Когда допили чай, Алешка предложил пойти прогуляться. Но Ленка зачем-то решила сперва перемыть всю посуду, невзирая на протесты мамы, и только после этого вышла на улицу. Косые солнечные лучи уже успели окраситься в багровый цвет и играли переливами на металлических крышах соседних домов. А там, где дорога начинала круто забирать вверх, теперь всё виделось слегка расплывчатым. Ленка шла молча. Сегодня она вообще вела себя не так, как обычно. Говорила какими-то слишком уж заумными, непривычными для нее фразами, не поднимала брови дугой, отчего на лице ее не появлялся хитрый кошачий взгляд, и вообще, если бы Алешке сказали, что на самом деле в тело Ленки вселилась какая-то другая девочка, он бы с радостью поверил.
Они незаметно для себя направлялись в сторону леса.
– Слушай, что это там сейчас было? Ты же знаешь, никакой я не герой и за тебя не заступался.
– Но твои родители ведь этого не знают.
И потом, Виталик из 11 «Б» рассказал мне, что Колючий всю неделю хвалился, как сделает тебя за то, что ты решил меня у него отбить.
– Никого я не отбивал. – Алешка понял, что со стороны все могло выглядеть именно так, даже если его и не было в «Клетке» в тот момент, когда началась драка.
– Серьезно? А что это тогда там было, когда ты приглашал меня погулять после дискотеки?
– Ну, э-э-э… – возразить было нечего.
Мимо на велосипеде проехал Антон, живший через два дома от Алешки. В детстве они были друзья – не разлей вода. Погодки, да еще и мамы-подружки. А потом, как это часто бывает, интересы разошлись. Но все равно Антон иногда по-свойски заходил к Воробьевым домой, бесцеремонно плюхался на Алешкину кровать и начинал рассказывать ему подробности из своей бесшабашной, полной впечатлений жизни. Теперь же, заметив парочку, Антон не остановился, а лишь подмигнул товарищу, состроив такую гримасу, по которой трудно было определить ее истинное значение.
«Ну вот, – подумал Алешка, – к вечеру, самое большее, завтра утром все будут знать, что я встречаюсь с Ленкой. А я с ней и в самом деле… встречаюсь?»
Для верности он протянул руку и обхватил ее мягкую ладонь. Она не сопротивлялась. Это означало, что между ними все серьезно.
Через несколько минут дома кончились, и им на смену пришли заросли бузины, алычи и дикого тутовника. Здесь дорога раздваивалась: одна ее часть уходила в сторону дома Марии Максимовны, а другая, становясь все более крутой, в конце концов упиралась в телевизионную вышку, откуда открывалась панорама всего города с прилегающими хуторами, озерами и фермами. Сюда-то Алешка и собирался отвести Ленку в тот вечер после дискотеки, чтобы впечатлить своим романтизмом настолько, что у Колючего не осталось бы никаких шансов. Для удобства понимающие люди примостили на самый край плоской как стол вершины горы ствол поваленного дерева. Получалась сучковатая, но все же лавочка.

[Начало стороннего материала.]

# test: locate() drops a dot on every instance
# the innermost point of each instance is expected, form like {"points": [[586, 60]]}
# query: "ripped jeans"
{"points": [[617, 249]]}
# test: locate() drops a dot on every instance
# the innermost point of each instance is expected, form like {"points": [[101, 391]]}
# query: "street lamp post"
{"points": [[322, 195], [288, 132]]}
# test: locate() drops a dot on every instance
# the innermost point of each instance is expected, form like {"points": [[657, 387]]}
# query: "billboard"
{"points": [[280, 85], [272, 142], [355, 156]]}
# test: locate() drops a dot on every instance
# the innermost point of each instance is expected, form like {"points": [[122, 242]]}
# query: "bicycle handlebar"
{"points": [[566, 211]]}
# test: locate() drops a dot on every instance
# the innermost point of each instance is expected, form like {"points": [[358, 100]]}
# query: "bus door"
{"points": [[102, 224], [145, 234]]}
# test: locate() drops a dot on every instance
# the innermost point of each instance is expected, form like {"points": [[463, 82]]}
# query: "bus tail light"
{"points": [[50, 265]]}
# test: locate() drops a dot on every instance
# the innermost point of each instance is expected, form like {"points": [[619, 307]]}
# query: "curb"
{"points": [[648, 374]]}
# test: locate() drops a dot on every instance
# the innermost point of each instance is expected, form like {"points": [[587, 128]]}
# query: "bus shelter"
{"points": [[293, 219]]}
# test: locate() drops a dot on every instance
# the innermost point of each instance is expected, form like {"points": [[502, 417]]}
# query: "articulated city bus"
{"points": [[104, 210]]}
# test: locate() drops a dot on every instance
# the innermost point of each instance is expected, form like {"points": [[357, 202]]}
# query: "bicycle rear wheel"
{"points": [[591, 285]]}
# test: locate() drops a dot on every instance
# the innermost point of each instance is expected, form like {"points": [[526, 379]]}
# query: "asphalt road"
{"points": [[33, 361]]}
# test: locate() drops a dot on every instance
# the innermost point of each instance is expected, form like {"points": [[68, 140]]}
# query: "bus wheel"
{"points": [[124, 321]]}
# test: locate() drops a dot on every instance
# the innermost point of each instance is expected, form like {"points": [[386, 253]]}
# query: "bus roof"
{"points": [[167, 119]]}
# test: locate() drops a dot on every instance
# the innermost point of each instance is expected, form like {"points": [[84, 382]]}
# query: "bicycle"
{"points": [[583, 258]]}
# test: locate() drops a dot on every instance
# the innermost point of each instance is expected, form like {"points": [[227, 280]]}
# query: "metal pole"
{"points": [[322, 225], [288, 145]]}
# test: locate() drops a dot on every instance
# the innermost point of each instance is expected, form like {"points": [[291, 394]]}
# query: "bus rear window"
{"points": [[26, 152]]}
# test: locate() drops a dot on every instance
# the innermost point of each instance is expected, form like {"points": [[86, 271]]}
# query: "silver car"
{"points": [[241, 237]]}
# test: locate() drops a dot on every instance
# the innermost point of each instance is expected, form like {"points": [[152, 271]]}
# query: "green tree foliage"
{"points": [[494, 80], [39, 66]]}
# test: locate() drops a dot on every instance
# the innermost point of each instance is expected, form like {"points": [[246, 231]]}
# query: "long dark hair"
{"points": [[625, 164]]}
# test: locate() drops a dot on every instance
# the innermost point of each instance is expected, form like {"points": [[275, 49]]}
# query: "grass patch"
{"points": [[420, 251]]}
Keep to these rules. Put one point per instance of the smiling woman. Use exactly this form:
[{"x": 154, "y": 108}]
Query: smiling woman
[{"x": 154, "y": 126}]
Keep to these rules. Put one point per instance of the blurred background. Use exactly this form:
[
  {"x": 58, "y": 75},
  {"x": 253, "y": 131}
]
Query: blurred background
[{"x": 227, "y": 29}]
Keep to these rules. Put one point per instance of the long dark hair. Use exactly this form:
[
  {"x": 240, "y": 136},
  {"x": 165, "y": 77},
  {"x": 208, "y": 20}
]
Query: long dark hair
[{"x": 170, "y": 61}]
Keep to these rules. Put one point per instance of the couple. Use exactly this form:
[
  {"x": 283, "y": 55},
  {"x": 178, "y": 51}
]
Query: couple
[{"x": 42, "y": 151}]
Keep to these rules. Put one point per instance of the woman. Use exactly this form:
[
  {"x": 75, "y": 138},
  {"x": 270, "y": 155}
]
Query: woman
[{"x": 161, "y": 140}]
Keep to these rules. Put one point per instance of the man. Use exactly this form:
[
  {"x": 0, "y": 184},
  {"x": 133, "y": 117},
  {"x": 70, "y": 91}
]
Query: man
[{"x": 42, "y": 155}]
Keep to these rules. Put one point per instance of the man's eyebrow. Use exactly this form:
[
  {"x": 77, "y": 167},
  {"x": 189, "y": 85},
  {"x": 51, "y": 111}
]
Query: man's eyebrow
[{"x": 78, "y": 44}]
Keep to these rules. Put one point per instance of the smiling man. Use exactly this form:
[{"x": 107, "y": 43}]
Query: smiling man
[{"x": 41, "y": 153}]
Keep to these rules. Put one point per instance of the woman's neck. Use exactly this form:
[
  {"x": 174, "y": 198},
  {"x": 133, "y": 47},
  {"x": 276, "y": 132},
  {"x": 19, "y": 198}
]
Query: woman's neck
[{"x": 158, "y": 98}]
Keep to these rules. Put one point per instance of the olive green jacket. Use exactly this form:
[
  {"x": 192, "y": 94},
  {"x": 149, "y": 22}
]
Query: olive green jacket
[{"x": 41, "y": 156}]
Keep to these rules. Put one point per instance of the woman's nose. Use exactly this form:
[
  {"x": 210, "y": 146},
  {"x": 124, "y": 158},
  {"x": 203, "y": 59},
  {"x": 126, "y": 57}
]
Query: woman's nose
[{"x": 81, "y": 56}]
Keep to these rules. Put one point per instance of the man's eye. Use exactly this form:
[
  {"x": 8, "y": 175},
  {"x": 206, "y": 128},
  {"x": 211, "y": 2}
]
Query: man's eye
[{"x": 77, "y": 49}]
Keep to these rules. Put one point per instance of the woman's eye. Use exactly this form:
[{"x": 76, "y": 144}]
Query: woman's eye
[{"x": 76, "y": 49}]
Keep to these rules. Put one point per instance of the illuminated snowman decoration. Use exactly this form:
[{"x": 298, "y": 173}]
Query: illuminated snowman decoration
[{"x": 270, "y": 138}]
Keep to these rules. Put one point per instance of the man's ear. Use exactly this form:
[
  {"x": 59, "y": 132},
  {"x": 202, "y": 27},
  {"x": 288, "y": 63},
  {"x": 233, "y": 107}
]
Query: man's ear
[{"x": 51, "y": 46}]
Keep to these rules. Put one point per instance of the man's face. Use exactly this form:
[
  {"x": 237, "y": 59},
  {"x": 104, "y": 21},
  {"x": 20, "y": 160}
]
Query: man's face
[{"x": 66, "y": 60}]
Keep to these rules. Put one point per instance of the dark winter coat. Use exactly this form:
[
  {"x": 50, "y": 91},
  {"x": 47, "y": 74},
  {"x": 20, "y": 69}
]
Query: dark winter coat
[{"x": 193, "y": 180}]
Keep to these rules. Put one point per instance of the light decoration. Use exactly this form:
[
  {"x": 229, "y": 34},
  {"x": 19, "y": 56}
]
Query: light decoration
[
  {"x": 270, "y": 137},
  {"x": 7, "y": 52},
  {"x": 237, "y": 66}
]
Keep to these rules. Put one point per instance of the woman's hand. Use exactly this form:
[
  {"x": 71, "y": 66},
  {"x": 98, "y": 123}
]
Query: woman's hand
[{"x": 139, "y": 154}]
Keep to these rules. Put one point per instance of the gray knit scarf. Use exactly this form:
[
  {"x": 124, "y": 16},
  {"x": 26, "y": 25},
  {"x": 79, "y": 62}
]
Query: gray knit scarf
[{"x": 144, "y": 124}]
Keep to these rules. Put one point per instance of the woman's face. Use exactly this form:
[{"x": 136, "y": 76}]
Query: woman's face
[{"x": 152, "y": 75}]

В тот самый момент, когда они достигли вершины, солнце уже скрылось за горизонтом, но его блики все еще волшебным образом окрашивали водоемы из голубого и болотного в малиновый, алый и даже сиреневый цвета.
– Была когда-нибудь здесь? – спросил Алешка, в душе надеясь, что Ленка впервые видит картину, вызывающую у него самого такой восторг.
Она пожала плечами:
– Нет. Не доводилось. А ты с фантазией. Хорошее качество для мужчины.
Словно нарочно нарушая возникшую в разговоре паузу, которая могла послужить поводом для сближения, Алешка вдруг полез в карман. От этого дерево зашаталось, но, к счастью, не сдвинулось с места. В кармане обнаружилась горстка семечек, пролежавших там уже бог знает сколько дней. Достав их, он галантно предложил угоститься даме.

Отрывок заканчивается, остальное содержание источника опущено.